Computer system 700 may further include a video display adapter 752 for communicating a displayable image to a display device, such as display 736. Examples of a display device include, but are not limited to, a liquid crystal display (LCD), a cathode ray tube (CRT), a plasma display, a light-emitting diode (LED) display, and any combinations thereof. Display adapter 752 and display 736 may be utilized in combination with processor 704 to provide graphical representations of aspects of the present disclosure. In addition to a display device, computer system 700 may include one or more other peripheral output devices including, but not limited to, an audio speaker, a printer, and any combinations thereof. Such peripheral output devices may be connected to bus 712 via a peripheral interface 756. Examples of a peripheral interface include, but are not limited to, a serial port, a USB connection, a FIREWIRE connection, a parallel connection, and any combinations thereof.

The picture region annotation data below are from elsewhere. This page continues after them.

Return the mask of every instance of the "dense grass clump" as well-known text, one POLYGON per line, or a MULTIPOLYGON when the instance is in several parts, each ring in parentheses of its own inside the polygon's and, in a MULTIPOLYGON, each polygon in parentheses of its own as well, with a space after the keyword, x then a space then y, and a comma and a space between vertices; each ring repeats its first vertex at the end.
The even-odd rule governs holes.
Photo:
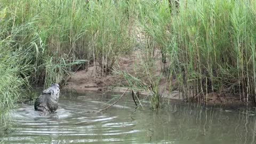
MULTIPOLYGON (((0 57, 7 52, 6 59, 13 61, 1 58, 6 67, 1 73, 6 74, 3 82, 10 78, 10 84, 17 87, 6 89, 5 97, 13 102, 19 94, 12 92, 23 85, 22 79, 31 85, 61 84, 70 72, 91 64, 105 75, 116 58, 130 51, 126 1, 0 3, 0 57)), ((4 103, 0 108, 13 104, 4 103)))
POLYGON ((167 1, 141 1, 148 9, 138 9, 138 21, 183 95, 207 101, 209 92, 231 93, 255 102, 256 3, 179 1, 177 7, 167 1))

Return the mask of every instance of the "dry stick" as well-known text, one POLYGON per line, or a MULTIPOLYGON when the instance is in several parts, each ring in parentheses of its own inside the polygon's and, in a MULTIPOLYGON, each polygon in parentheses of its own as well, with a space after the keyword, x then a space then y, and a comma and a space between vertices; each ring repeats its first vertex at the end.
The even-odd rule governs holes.
POLYGON ((119 97, 119 99, 117 101, 115 101, 113 103, 111 104, 110 105, 107 106, 107 107, 106 107, 106 108, 105 108, 102 109, 101 109, 100 110, 84 111, 80 112, 80 113, 78 113, 81 114, 81 113, 99 113, 99 112, 101 112, 101 111, 102 111, 103 110, 105 110, 109 108, 109 107, 113 106, 114 105, 116 104, 116 103, 117 103, 117 102, 118 102, 121 99, 121 98, 123 97, 123 96, 124 96, 124 94, 126 93, 126 92, 128 91, 128 90, 129 90, 129 89, 127 89, 127 90, 121 95, 121 96, 120 96, 120 97, 119 97))

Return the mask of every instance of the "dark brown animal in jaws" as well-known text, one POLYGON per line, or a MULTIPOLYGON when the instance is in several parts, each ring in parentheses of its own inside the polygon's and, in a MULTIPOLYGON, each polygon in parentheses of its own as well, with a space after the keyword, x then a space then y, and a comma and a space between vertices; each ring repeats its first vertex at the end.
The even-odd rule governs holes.
POLYGON ((39 98, 36 100, 35 109, 40 111, 40 115, 46 115, 55 113, 59 107, 58 102, 59 95, 59 84, 52 84, 49 88, 44 90, 39 98))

The foregoing has been a detailed description of illustrative embodiments of the invention. Various modifications and additions can be made without departing from the spirit and scope of this invention. Features of each of the various embodiments described above may be combined with features of other described embodiments as appropriate in order to provide a multiplicity of feature combinations in associated new embodiments. Furthermore, while the foregoing describes a number of separate embodiments, what has been described herein is merely illustrative of the application of the principles of the present invention. Additionally, although particular methods herein may be illustrated and/or described as being performed in a specific order, the ordering is highly variable within ordinary skill to achieve methods, systems, and software according to the present disclosure. Accordingly, this description is meant to be taken only by way of example, and not to otherwise limit the scope of this invention.
Exemplary embodiments have been disclosed above and illustrated in the accompanying drawings. It will be understood by those skilled in the art that various changes, omissions, and additions may be made to that which is specifically disclosed herein without departing from the spirit and scope of the present invention.